From Figure 2, it can be observed that the DT classifier has achieved 57% of precision, recall, and F 1-score, and 57.1, 54.5, and 59.2% of accuracy, sensitivity, and specificity, respectively. The NB classifier has achieved 64% of precision, 63% of recall and F 1-score, and 63.2, 64.2, and 62.4% of accuracy, sensitivity, and specificity, respectively. The RF classifier has achieved 70% of precision, recall, and 69% of F 1-score and 68.8, 76.2, and 63% of accuracy, sensitivity, and specificity, respectively. The algorithm SVM has achieved 79% of precision, 76% of recall and F 1-score, and 76.1, 89.4, and 65.3% of accuracy, sensitivity, and specificity, respectively. When these performances are compared with each other, it is observed that the SVM is outperformed.

The dataset is then fed in to the PCA for dimensionality reduction. The PCA has reduced the dataset from 20 dimensions to 12 dimensions. These reduced features of the dataset are given as input to the aforementioned classifiers. Figure 3 depicts the results obtained after applying ML algorithms on reduced dimensions.

Figure 3

Performance of ML algorithms after reducing dimensions using PCA.

From Figure 3, it can be observed that the DT classifier has achieved 67% of precision, recall, and F 1-score, and 67.09, 66.3, and 67.6% of accuracy, sensitivity, and specificity, respectively. The NB classifier has achieved 61% of precision, 60% of recall and F 1-score, and 59.7% of accuracy, sensitivity, and specificity. The RF classifier has achieved 69% of precision, recall, and F 1-score, and 69.2, 67.8, and 70.4% of accuracy, sensitivity, and specificity, respectively.
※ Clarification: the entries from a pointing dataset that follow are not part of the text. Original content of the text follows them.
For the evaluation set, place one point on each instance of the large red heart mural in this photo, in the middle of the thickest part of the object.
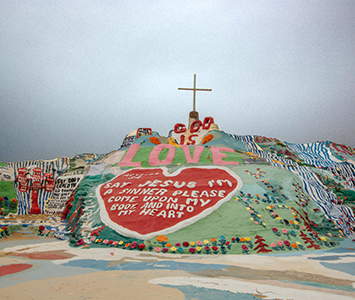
(144, 203)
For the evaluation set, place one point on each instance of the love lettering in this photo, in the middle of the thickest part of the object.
(218, 155)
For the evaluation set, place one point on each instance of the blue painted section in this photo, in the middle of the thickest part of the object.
(192, 292)
(333, 257)
(343, 267)
(42, 269)
(102, 265)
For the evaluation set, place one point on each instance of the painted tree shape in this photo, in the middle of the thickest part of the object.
(308, 240)
(260, 240)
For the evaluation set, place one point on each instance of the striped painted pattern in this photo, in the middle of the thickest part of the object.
(318, 155)
(57, 167)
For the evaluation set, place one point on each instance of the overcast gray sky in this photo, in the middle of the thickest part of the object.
(77, 76)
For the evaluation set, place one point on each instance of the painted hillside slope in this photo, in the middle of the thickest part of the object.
(203, 191)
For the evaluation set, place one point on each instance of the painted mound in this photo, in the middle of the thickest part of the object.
(203, 191)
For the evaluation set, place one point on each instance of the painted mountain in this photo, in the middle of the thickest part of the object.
(198, 191)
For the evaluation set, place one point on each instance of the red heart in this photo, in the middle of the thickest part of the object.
(144, 203)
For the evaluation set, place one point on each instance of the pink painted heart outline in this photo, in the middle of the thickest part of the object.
(105, 216)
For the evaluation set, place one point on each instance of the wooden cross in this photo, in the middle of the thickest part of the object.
(194, 89)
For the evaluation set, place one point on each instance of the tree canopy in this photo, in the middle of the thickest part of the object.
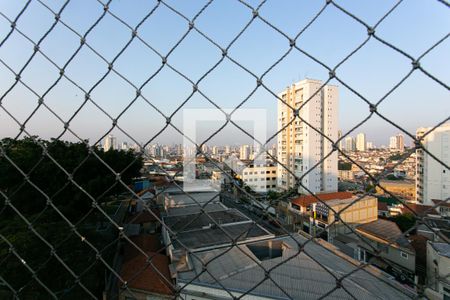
(38, 178)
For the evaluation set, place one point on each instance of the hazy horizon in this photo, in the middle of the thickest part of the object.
(372, 71)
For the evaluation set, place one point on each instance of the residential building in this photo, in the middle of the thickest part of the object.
(153, 280)
(110, 143)
(303, 147)
(397, 142)
(404, 189)
(438, 266)
(398, 257)
(244, 153)
(361, 142)
(297, 275)
(260, 177)
(433, 178)
(317, 217)
(349, 144)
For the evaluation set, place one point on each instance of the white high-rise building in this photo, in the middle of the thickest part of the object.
(244, 153)
(432, 178)
(349, 144)
(215, 150)
(361, 142)
(110, 143)
(300, 147)
(397, 142)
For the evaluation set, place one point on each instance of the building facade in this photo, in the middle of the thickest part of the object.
(361, 142)
(432, 178)
(302, 147)
(260, 177)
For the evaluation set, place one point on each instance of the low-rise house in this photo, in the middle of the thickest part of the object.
(436, 229)
(443, 207)
(398, 256)
(405, 189)
(318, 217)
(383, 209)
(240, 272)
(146, 279)
(438, 271)
(260, 177)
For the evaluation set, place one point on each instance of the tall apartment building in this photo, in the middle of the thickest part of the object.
(300, 147)
(397, 142)
(110, 143)
(432, 178)
(361, 142)
(349, 144)
(244, 152)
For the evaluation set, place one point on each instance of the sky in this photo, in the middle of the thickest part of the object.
(372, 71)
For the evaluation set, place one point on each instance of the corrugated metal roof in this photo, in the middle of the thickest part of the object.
(299, 275)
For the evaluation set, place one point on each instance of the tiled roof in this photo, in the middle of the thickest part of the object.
(142, 217)
(152, 277)
(297, 274)
(309, 199)
(441, 203)
(139, 274)
(382, 206)
(419, 209)
(385, 230)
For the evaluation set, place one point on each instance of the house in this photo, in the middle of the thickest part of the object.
(398, 257)
(436, 229)
(317, 217)
(383, 209)
(146, 276)
(443, 207)
(438, 269)
(293, 274)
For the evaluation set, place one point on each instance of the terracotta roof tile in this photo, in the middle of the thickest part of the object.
(441, 203)
(309, 199)
(139, 274)
(142, 275)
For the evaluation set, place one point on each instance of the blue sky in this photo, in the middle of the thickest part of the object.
(413, 27)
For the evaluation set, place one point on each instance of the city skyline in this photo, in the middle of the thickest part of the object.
(228, 84)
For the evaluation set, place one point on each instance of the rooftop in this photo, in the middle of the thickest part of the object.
(153, 276)
(442, 248)
(299, 276)
(201, 220)
(215, 236)
(387, 231)
(193, 209)
(310, 199)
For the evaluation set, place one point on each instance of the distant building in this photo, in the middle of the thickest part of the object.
(438, 266)
(404, 189)
(215, 150)
(244, 152)
(110, 143)
(397, 142)
(349, 144)
(312, 216)
(398, 256)
(361, 142)
(432, 178)
(301, 147)
(260, 177)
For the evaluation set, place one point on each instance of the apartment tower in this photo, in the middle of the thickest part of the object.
(432, 178)
(300, 146)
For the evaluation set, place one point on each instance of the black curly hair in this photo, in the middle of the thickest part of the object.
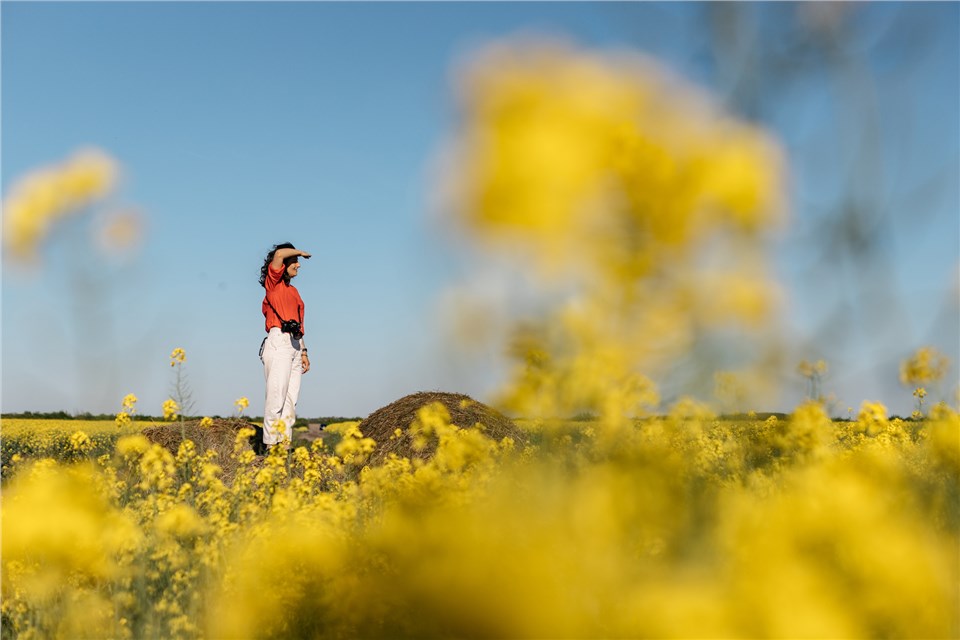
(269, 259)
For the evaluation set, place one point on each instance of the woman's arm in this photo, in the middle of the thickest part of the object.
(282, 254)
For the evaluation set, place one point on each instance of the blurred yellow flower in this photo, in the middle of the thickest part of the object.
(177, 356)
(39, 200)
(129, 403)
(640, 205)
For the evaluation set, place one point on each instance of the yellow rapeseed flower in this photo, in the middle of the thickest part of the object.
(177, 356)
(170, 409)
(38, 201)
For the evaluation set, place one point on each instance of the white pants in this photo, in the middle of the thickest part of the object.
(282, 369)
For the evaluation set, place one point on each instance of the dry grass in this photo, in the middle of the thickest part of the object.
(220, 436)
(464, 412)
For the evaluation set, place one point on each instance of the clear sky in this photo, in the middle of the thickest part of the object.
(240, 125)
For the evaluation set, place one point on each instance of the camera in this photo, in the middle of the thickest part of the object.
(292, 327)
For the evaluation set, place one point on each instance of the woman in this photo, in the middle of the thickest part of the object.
(283, 352)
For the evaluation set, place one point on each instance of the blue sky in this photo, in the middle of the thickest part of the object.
(240, 125)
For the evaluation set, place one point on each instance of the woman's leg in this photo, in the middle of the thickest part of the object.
(278, 365)
(289, 412)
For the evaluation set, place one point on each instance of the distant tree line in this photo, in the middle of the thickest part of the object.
(63, 415)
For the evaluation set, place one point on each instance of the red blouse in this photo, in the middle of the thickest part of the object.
(284, 297)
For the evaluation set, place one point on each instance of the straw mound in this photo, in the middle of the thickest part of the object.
(219, 436)
(464, 412)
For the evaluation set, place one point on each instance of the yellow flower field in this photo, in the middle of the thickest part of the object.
(672, 527)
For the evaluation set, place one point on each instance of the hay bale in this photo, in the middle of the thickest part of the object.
(464, 412)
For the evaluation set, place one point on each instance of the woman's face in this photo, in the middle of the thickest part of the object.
(293, 268)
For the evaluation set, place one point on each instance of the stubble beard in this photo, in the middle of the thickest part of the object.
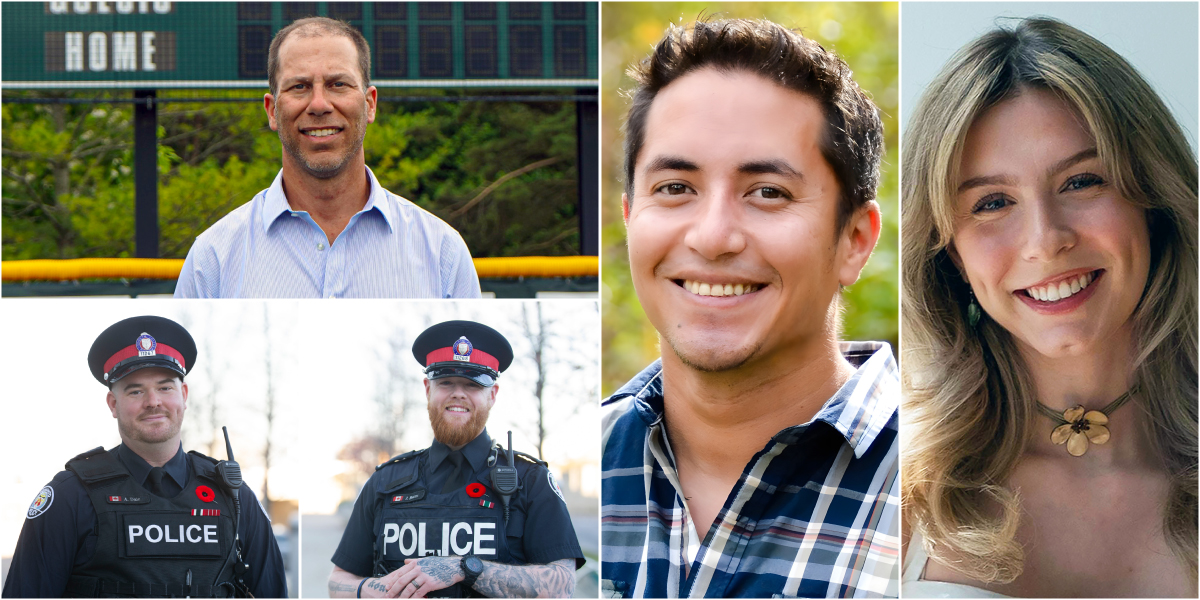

The SVM has achieved 71% of precision, 66% of recall and F 1-score, and 65.8, 81.3, and 55.7% of accuracy, sensitivity, and specificity, respectively. Figure 3 shows that the performance of the classifiers NB, RF, and SVM has been reduced when PCA is applied. But, the performance of DT has been enhanced with PCA. The main reason for the degradation of performance is dimensionality reduction. It is understood that these classifiers work better with more samples and dimensions.

To achieve better performance of PCA-based classifiers, the moth-flame optimization technique is applied. This technique eliminated the attributes that are affecting the performance of the classification model negatively. It chooses the optimal features/attributes that have a positive impact on performance. By implementing the moth-flame technique, the 12 dimensions were further reduced to 9. Based on this reduction, it is understood three dimensions are affecting the performance of the model. These three dimensions are eliminated by the moth-flame algorithm. Figure 4 depicts the result of the model with PCA and moth-flame optimization techniques.

Figure 4

Performance of ML algorithms after implementation of moth-flame optimization technique.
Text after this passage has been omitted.